15 Temmuz'da Kara Kuvvetleri Karargahı'nda görevli olmasına rağmen Etimesgut'taki Zırhlı Birlikler Okulu ve Eğitim Tümen Komutanlığına gelen ve darbe faaliyetlerini yöneten kişi olan eski tuğgeneral Ahmet Bican Kırker'e, anayasal düzeni ihlal suçundan bir kez ağırlaştırılmış müebbet hapis cezası verildi.
15 Temmuz'da darbeci helikopter pilotlarını yöneten sanıklar Ünsal Coşkun, Mehmet Şahin ve Halil Gül, 29'ar kez ağırlaştırılmış müebbet hapis cezasına çarptırıldı. Darbeci helikopter pilotlarına polis araçlarının vurulması talimatını veren eski Kara Havacılık Komutanlığı Taarruz Helikopter Tabur Komutanı yarbay sanık Özcan Karacan ise 30 kez ağırlaştırılmış müebbet hapisle cezalandırıldı. Bu sanıklara ayrıca hapis cezası da verildi.

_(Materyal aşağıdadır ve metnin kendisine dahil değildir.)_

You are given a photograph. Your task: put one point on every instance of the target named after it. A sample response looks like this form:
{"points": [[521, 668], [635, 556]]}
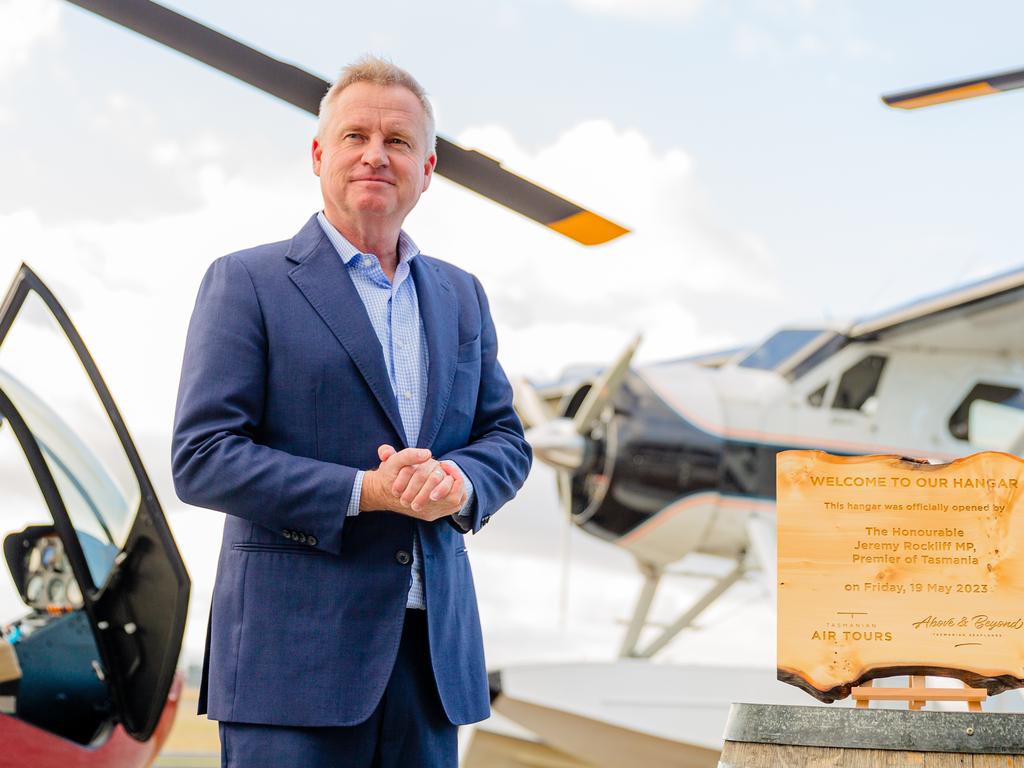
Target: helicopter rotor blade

Olay tarihinde Genelkurmay Stratejik Dönüşüm Daire Başkanlığında, Proje Geliştirme Şube Müdürü olarak görev yapan eski kurmay albay Doğan Öztürk ve dönemin Genelkurmay Başkanlığı Özel Kalem Müdürü eski kurmay albay Ramazan Gözel, anayasal düzeni ihlal ve kasten adam öldürme suçlarından 11'er kez ağırlaştırılmış müebbet hapis cezası aldı. Bu sanıklar 442 yıl hapis cezasına da çarptırıldı.
Jandarma Genel Komutanlığı önünde sivillere ateş eden eski yarbay Ertuğrul Terzi'ye, anayasal düzeni ihlal ve adam öldürme suçlarından 2 kez ağırlaştırılmış müebbet hapis cezası verildi.

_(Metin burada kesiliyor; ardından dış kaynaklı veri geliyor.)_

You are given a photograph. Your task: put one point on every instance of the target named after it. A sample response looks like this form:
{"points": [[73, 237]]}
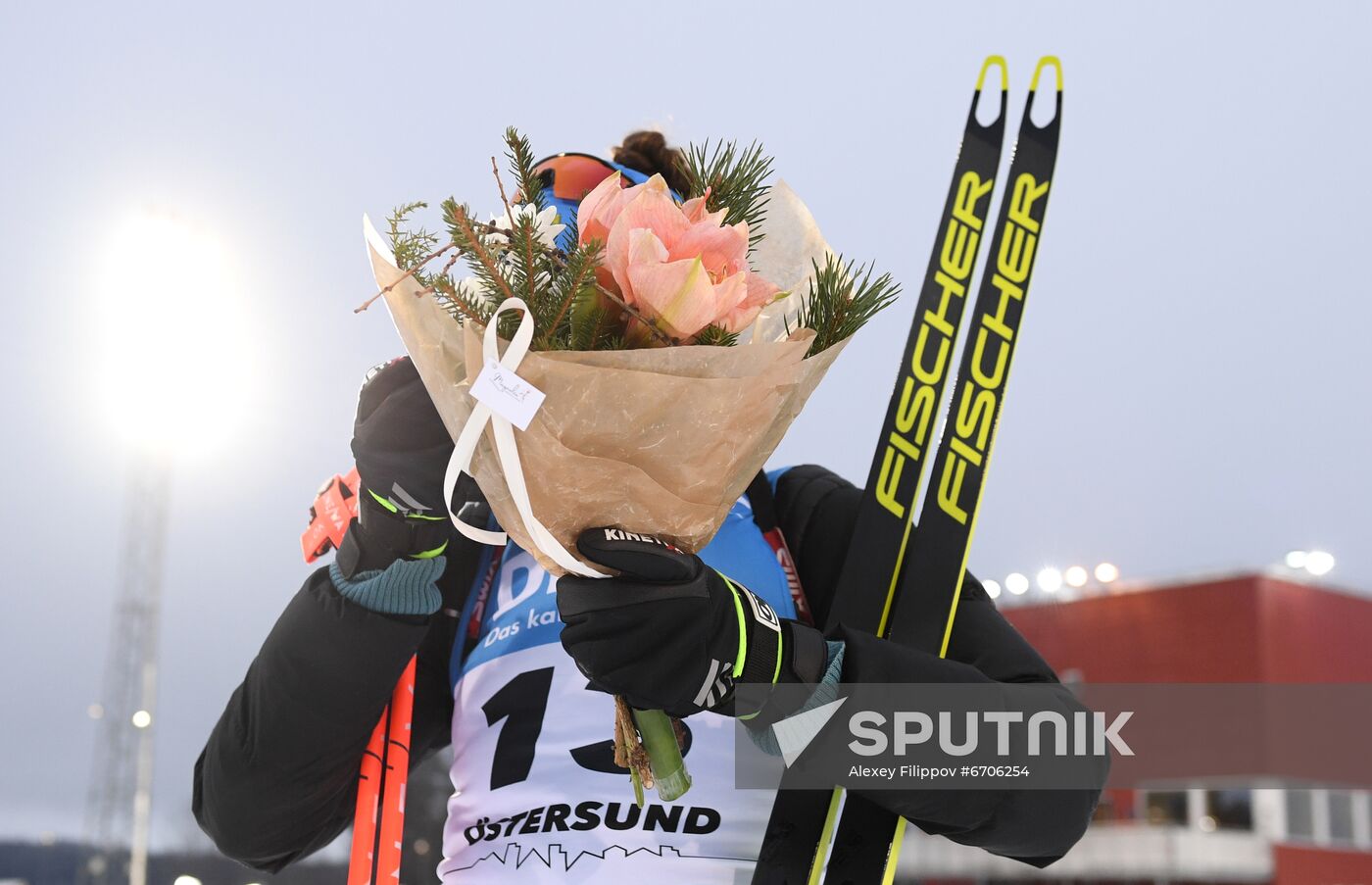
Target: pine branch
{"points": [[734, 177], [573, 284], [521, 167], [841, 301], [464, 232]]}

Eski 28. Mekanize Piyade Tugay Komutanlığı Kurmay Başkanı kurmay yarbay Savaş Kabaklı, 17 kez ağırlaştırılmış müebbet hapis cezası aldı.

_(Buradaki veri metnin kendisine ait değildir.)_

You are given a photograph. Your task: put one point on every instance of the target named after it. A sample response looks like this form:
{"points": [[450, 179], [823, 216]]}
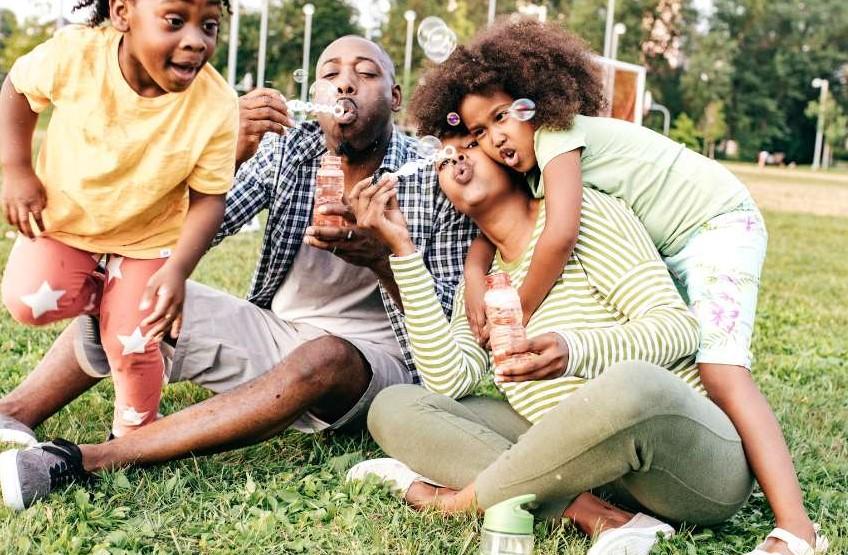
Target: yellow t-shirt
{"points": [[117, 166]]}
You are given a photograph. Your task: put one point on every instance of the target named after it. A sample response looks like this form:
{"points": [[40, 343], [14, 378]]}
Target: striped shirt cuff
{"points": [[407, 266], [576, 352]]}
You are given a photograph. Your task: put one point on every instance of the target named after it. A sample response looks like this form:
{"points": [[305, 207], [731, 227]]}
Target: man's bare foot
{"points": [[422, 495], [593, 515]]}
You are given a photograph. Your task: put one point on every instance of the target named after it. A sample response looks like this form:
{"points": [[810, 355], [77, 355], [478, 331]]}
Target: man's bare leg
{"points": [[326, 375], [55, 382]]}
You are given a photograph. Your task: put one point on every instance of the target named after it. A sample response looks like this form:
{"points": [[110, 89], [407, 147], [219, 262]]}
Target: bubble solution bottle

Polatlı darbe davasında ağırlaştırılmış müebbet hapis cezası alan sanıklar eski tümgeneral Osman Ünlü ve eski tuğgeneral Murat Aygün de tüm suçlardan beraat etti, bu sanıkların tahliyesine hükmedildi.
Sanıklardan Özkan Aydoğdu da İstanbul'da yargılandığı davada ceza aldığı için bu dosyadan ceza almadı.
Genelkurmay çatı davasının sivil sanıklarından FETÖ'nün mahrem imamı Birol Kurubaş'a ağırlaştırılmış müebbet hapis cezası verildi.
BAKAN GÜL'DEN AÇIKLAMA
Gül, Yargıtay Başkanlığı, Avrupa Birliği ve Avrupa Konseyi iş birliğiyle hayata geçirilen "Yargıtayın Kurumsal Kapasitesinin Güçlendirilmesi Projesi"nin açılışına katıldı.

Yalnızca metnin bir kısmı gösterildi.